Mereka berkata pada saya, “kebebasan beragama telah diatur dalam pasal dan ayat.” Faktanya, berapa jumlah keyakinan yang kemudian diyakini dan diterima mayoritas kita? Bagi saya, keyakinan –apapun bentuknya- adalah perniagaan ekslusif antara saya dan apa yang saya yakini. Tidak ada yang bisa –dalam jangkauan hak dan kemampuan- menentukan kebenaran absolut atas keyakinan seseorang.
Manusia berdebat bahkan berperang tentang sesuatu bernama keyakinan. Mencoba meletakkan kebenaran dengan skala ciptaan manusia. Berprasangka dan bebas bermain kata tentang kesesatan suatu ajaran. Lantas, saya berpikir : siapakah kita? Seberapa hebat dan muliakah manusia untuk menilai kebenaran suatu ajaran? Bukankah kebenaran dan keyakinan merupakan abstrak yang relatif?
Seorang teman pernah berkomentar, “Dia memiliki segalanya. Ketampanan, kecerdasan, kekayaan, kebahagiaan. Sayang, dia seorang muslim.” Tentu saja saya hanya diam dalam ekspresi yang dia pahami sebagai penolakan statement. Ketika manusia terbagi dalam keyakinan masing-masing, bukan porsi mereka sebagai makhluk untuk saling menilai. Jika seorang teman memilih untuk meyakini Budha sementara teman yang lain lebih nyaman dengan ajaran Kristus, bukan kewajiban saya untuk menilai kebenaran jalan mereka. Bahkan jika mereka kemudian memilih untuk tidak memilih ajaran apapun.

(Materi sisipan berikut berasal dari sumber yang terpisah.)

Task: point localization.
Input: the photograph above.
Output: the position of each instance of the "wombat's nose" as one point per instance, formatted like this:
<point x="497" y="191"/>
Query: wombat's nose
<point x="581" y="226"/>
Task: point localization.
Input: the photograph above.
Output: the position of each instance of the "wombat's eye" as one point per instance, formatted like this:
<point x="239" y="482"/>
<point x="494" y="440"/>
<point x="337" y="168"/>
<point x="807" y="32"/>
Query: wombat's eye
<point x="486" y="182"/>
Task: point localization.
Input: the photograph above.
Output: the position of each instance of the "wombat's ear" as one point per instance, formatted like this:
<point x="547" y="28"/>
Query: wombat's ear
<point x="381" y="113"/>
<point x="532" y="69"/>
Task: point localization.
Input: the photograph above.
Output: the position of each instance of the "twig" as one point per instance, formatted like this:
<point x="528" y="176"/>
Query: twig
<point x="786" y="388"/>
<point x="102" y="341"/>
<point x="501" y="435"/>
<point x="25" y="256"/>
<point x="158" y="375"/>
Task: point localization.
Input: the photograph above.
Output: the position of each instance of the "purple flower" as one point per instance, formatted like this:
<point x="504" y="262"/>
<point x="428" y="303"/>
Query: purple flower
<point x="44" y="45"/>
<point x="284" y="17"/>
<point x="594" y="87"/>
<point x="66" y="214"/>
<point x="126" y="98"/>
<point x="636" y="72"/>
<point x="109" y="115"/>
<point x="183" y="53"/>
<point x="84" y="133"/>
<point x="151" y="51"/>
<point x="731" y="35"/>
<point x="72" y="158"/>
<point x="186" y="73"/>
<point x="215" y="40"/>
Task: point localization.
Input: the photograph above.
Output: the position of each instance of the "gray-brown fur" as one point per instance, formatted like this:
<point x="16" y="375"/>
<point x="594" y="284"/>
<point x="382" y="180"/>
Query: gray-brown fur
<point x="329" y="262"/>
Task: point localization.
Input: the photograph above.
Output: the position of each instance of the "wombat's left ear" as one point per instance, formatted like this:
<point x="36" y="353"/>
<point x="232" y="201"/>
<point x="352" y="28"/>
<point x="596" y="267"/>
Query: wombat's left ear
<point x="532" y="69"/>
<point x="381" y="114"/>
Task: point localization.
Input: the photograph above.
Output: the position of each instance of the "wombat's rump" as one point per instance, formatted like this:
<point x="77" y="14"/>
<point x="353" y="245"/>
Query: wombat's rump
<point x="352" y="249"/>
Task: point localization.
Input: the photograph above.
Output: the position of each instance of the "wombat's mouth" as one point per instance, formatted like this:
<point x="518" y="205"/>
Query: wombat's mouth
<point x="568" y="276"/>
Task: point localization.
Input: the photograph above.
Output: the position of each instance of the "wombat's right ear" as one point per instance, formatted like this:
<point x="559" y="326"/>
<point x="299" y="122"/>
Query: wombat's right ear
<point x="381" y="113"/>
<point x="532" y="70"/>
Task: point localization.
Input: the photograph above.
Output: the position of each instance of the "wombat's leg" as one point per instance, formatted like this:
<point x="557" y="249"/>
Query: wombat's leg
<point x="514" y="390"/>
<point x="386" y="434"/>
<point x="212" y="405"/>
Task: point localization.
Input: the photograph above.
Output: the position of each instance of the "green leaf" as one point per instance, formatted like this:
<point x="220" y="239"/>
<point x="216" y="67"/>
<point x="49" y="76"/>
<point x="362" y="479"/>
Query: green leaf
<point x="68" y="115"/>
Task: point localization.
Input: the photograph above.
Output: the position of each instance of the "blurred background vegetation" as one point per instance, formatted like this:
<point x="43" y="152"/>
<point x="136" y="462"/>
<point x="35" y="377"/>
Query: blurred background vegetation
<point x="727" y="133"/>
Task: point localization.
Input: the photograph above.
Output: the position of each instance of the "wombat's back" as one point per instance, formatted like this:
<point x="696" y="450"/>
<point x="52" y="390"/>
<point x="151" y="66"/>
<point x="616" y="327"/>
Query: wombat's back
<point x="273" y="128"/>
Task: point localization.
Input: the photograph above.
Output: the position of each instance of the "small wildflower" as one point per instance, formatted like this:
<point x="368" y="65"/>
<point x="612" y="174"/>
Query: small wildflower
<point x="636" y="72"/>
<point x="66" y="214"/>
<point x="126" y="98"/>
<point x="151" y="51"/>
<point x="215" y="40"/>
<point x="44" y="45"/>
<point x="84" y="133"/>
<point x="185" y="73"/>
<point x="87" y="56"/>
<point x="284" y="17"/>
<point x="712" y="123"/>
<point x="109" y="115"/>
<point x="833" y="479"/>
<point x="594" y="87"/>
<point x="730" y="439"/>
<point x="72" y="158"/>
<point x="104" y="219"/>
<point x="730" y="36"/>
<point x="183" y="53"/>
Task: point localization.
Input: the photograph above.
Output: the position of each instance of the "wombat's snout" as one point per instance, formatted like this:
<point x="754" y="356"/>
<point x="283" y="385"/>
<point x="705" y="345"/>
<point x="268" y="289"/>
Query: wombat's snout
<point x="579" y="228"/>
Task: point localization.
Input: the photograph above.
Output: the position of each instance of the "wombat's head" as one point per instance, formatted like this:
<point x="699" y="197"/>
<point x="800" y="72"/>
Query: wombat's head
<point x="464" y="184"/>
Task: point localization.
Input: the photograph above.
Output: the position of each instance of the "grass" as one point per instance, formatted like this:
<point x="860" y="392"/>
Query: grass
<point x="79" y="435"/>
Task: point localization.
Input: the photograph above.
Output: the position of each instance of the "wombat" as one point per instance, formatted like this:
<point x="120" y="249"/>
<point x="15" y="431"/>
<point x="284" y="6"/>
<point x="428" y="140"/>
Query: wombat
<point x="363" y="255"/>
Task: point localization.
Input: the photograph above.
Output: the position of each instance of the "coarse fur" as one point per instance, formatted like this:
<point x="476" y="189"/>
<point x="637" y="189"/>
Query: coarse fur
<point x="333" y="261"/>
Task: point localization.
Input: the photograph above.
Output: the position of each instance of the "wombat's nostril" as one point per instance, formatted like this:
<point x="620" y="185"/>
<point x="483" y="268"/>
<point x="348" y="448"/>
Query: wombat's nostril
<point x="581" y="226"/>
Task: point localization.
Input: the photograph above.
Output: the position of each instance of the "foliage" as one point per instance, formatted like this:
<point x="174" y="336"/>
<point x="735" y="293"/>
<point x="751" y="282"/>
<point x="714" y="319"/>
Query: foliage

Saat ada perbincangan yang berakhir pada perpindahan keyakinan, saya percaya pada kuasa penuhNya untuk melakukan itu. Bukan karena siapa mempercayai apa lantas saya “terpengaruh” mengikutinya. Sekuat apapun seseorang mempengaruhi orang lain untuk percaya pada sesuatu yang ia yakini sebagai kebenaran, saat “sesuatu” itu tidak berkeinginan pada keinginan orang itu, saya percaya pada kenihilan sebagai hasilnya. Inilah konsep kebebasan yang ingin saya yakini : untuk tidak sok tahu dengan pilihan orang lain. Bukankah Tuhan memperkenalkan kebebasan dengan pintu fleksibel dalam berbagai jalan menuju rumahNya?